The current EU Global Health Strategy from 2010 has shown deficiencies when responding to the major recent challenges (COVID-19 pandemic, antimicrobial resistance (AMR), and Monkeypox, among others), underlining the urgent need for improvement. Within this context, and from the broad area of expertise of its members, the Alliance highlighted the following key points in its response to the public consultation:
- A successful and comprehensive strategy should prioritise global health research and development (R&D), which would include more investments in need-driven R&D, with attached binding conditions to guarantee transparency and the rapid publication of research results in openly accessible formats, to ensure access to affordable medicines. Improved alignment and coordination of European research opportunities with global health policy objectives would also ensure greater effectiveness and impact of EU research spending.
- Intellectual Property (IP) incentives are also crucial to have policies which include access to provisions, public return on public investment, fair prices, and transparency. The EU should increase collaboration with Medicines Patent Pool to ensure its licenses truly lead to global access to medical tools by equally benefiting all countries and supporting universal health coverage by limiting monopoly abuses.
- The current Global Health Strategy calls for more effective use of existing flexibilities for Trade-Related aspects of Intellectual Property Rights (TRIPS) provisions in support of global health, which could improve affordable access to life-saving medical tools. However, DG TRADE has pushed for free trade agreements (i.e. South Korea) that undermine equitable access to life-saving medicines. The EU needs to provide a clear vision on how more coherent action across EU policies could be monitored, starting by defining global health’s related roles and responsibilities for each DG.
- The lack of balance between corporate power and public interest should be urgently tackled since it often tends to prioritise profits over societal impacts. The pharmaceutical, alcohol, tobacco, and some food industries have the power to set the public agenda, undermining health policies with, for example, monopolies on the most advanced tools and technologies (artificial intelligence, mRNA technology, blockchain, etc.). The new strategy needs to set healthy governance structures within EU global health instruments including R&I in order to address this imbalance of power and ultimately serve the general interest.
- The EU should strengthen bilateral partnerships that support the creation of sustainable systems for health with African countries and African Union bodies & agencies. It should support partners, as and when requested by them, in line with their human rights obligations. Central to this support should be measures that strengthen health systems and primary health care, the regulatory framework for medicine approval, the expansion and empowerment of health R&I networks, technology transfer and local production of health products. The EU must commit to the principles of ownership and solidarity.
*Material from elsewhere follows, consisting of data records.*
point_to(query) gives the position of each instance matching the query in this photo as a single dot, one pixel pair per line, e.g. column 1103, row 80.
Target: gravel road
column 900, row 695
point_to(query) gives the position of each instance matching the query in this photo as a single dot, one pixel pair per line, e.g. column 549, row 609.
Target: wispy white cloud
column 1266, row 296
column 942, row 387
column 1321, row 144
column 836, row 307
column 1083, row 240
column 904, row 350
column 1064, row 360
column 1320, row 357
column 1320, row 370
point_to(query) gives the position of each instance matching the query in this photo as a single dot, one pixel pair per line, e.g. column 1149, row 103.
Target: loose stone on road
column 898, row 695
- The European Health Emergency Preparedness and Response Authority (HERA), should lead by example in supporting low and middle-income countries by building expertise, developing manufacturing capacities, and facilitating technology transfer. Furthermore, HERA has the potential to become a truly global project, and as such the new authority should set high standards of transparency and accountability, and when performing joint/advance purchase agreements, it must ensure access conditions are attached so that medical tools funded with public investments become global public goods.
- The World Health Organization (WHO) and other global initiatives should be further strengthened by more effective governance and adequate financing. This includes a binding pandemic instrument and reinforced International Health Regulations (IHR). The EU should increase its political and financial support to the WHO to enable it to fulfil its mandate, including strengthening its role as a normative leader, expanding the WHO-UHC Partnership (Universal Health Coverage), strengthening the WHO mRNA vaccine technology transfer hub, and Global R&D initiatives. Furthermore, the EU should champion the implementation of the WHO 2019 transparency resolution through the revision of its pharma legislation and be an active player in the Fair Pricing Forum.
- Annual engagement in the Global Health Policy Forum, together with structural and effective channels of dialogues between policymakers, national and European authorities, and civil society organizations (CSO) would lead to further inclusion, integration and implementation of this new strategy. Support to Civil Society Organizations, meaningful engagement with CSO as well as sufficient and reliable financial aid (i.e., operating grants by the European Commission) to ensure their independence and contribution to the policymaking process.
The Alliance celebrates the EU approach, Health In All Policies, and appreciates the efforts of European policymakers in fostering global health. With the spirit of collaboration and mutual support, we encourage the European Commission to double their efforts and political will towards an effective, realistic and ambitious new Global Health Strategy which offers solutions and tools to tackle not only the current challenges but also the potential ones.